Studium mit Virus

„Viele Probleme sind seit einem Jahr dieselben“, klagt Jonathan Dreusch vom Vorstand des fzs, des Freien Zusammenschlusses von Student*innenschaften. „Onlinelehre funktioniert nicht, mangelnde Technik, schlechtes Internet, viele Studierenden haben keine geeigneten Räumlichkeiten.“ Die finanzielle und psychische Lage werde immer schwieriger. Es brauche endlich Lösungen, fordert er.

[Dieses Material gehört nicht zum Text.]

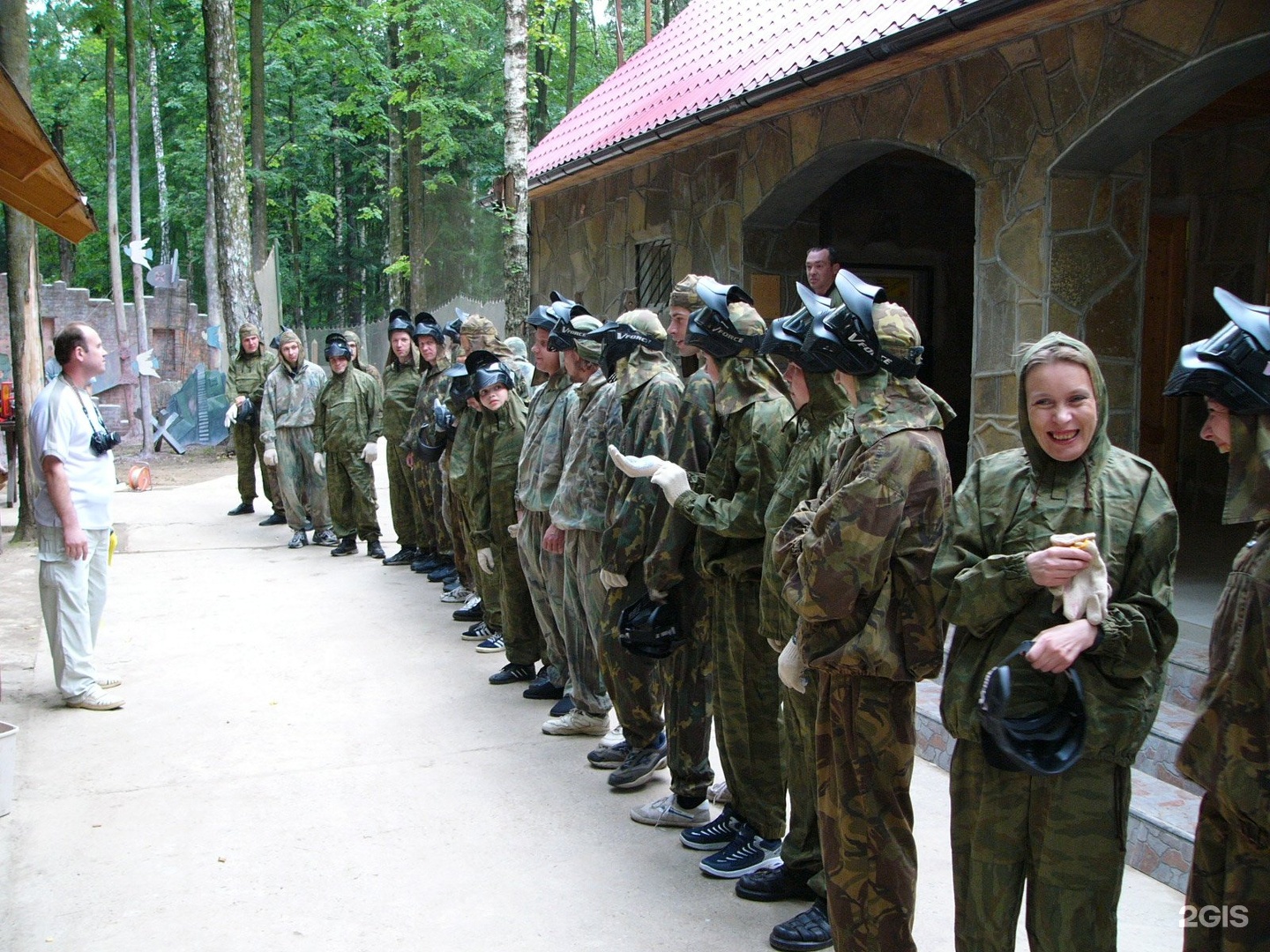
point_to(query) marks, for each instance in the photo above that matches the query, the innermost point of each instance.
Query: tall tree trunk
(397, 207)
(259, 195)
(572, 79)
(65, 249)
(516, 146)
(25, 338)
(228, 175)
(161, 158)
(127, 377)
(138, 274)
(211, 271)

Das Bundesministerium für Bildung und Forschung findet die Maßnahmen für Studierende in pandemiebedingter Notlage nach eigener Aussage „angemessen“. Im Februar lag die Zusagequote für Zuschüsse bei 75 Prozent. Dreusch reicht das nicht: „Viele Anträge werden abgelehnt, weil die Kriterien schwer zu erfüllen sind.“ Als Nachweis braucht es unter anderem eine Kündigung, zwei Jobabsagen oder eine Selbsterklärung. Die Selbsterklärung zur Notlage werde aber oft nicht akzeptiert, sagt Dreusch. Absagen seien schwer zu bekommen, da es „kaum Stellen gibt, und wenn, bekommt man selten eine schriftliche Absage“.

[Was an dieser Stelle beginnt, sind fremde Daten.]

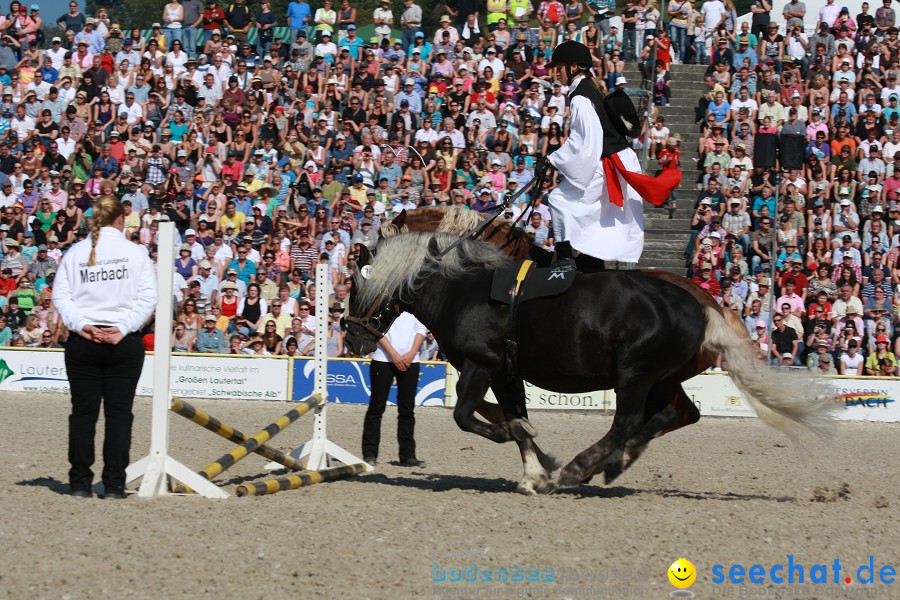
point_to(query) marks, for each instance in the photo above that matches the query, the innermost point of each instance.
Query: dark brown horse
(617, 329)
(516, 244)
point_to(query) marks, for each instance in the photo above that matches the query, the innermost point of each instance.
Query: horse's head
(367, 321)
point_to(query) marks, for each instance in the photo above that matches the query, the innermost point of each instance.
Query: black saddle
(523, 282)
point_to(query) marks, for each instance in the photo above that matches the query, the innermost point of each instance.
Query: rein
(367, 320)
(536, 182)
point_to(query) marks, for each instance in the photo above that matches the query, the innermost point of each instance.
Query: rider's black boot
(564, 260)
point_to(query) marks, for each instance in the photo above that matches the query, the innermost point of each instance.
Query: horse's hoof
(549, 462)
(531, 487)
(521, 429)
(611, 474)
(567, 479)
(526, 489)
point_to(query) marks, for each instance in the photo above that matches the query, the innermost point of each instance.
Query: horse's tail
(793, 403)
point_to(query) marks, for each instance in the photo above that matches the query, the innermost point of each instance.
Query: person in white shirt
(828, 14)
(105, 292)
(713, 12)
(396, 357)
(428, 133)
(852, 362)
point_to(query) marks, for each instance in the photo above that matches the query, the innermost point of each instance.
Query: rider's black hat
(572, 52)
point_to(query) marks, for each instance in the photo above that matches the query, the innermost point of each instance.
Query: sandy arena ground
(720, 492)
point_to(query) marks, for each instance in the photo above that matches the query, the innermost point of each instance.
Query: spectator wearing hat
(26, 295)
(821, 362)
(411, 22)
(14, 259)
(881, 362)
(210, 339)
(92, 38)
(383, 19)
(73, 20)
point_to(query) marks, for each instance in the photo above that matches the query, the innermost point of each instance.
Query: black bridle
(370, 322)
(537, 182)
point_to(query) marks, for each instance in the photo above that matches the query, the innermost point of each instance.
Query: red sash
(655, 190)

Je länger die Pandemie dauere, desto mehr gehe es auch für Studierende an die Psyche: „Wir erhalten Zuschriften von Studierenden, dass es ihnen schlecht geht.“ Die psychosoziale Beratung müsse ausgebaut werden. Außerdem benötige man mehr Lehrpersonal, meint Dreusch: „Normalerweise kann ich nach der Vorlesung mit der Pro­fessorin quatschen. Das geht bei einer Videokonferenz schwieriger, bei einer Aufzeichnung gar nicht.“

In den Coronadebatten von Bund und Ländern spielen Studierende und Hochschulen kaum eine Rolle. Durch Petitio­nen und Kundgebungen versuchten Studierende auf sich aufmerksam zu machen. „Doch niemand möchte sie hören“, beklagt Dreusch. Immerhin sei die Forderung nach einer Regelstudienzeitverlängerung fast überall erfolgreich gewesen. Die Kampagne #NichtNurOnline, die Öffnungschancen für Hochschule fordert, sieht Dreusch dagegen kritisch. „Es ist nicht das drängendste Problem, wieder im Hörsaal zu sitzen. Das wäre nicht sicher.“ Stattdessen fordert er die Hochschulen auf, in den nun leerstehenden Gebäuden Arbeitsplätze zur Verfügung zu stellen: „Die meist kleinen WG-Zimmer eignen sich nicht fürs Homeoffice.“

Der Präsident der Hochschulrektorenkonferenz Peter-André Alt verweist auf die Gefahr, „dass die Hochschulen zu Hotspots der Pandemie werden“. Deshalb sei die Lehre weiterhin online, trotz „Sorgen über die sozialen Folgen. Viele Studierende haben ihren Hochschulort verlassen, um Kosten zu sparen, manche sind wieder zu ihren Eltern gezogen. Das führt auch dazu, dass junge Menschen bei den ersten Schritten in ein selbstständiges Leben ausgebremst werden“, sagt Alt. Seiner Meinung nach haben sich die Dinge technisch „nach den ersten Anlaufschwierigkeiten gut eingespielt“. Bedarf gebe es weiterhin bei der Infrastruktur, Fachpersonal oder Fortbildungen. „Die Pandemiesituation hat zudem besonders deutlich gemacht, dass es einen erheblichen Bedarf bei der studentischen Infrastruktur, etwa angemessene Internetzugänge in Wohnheimen, und generell bei der Wohnraumsituation gibt“, sagt Alt.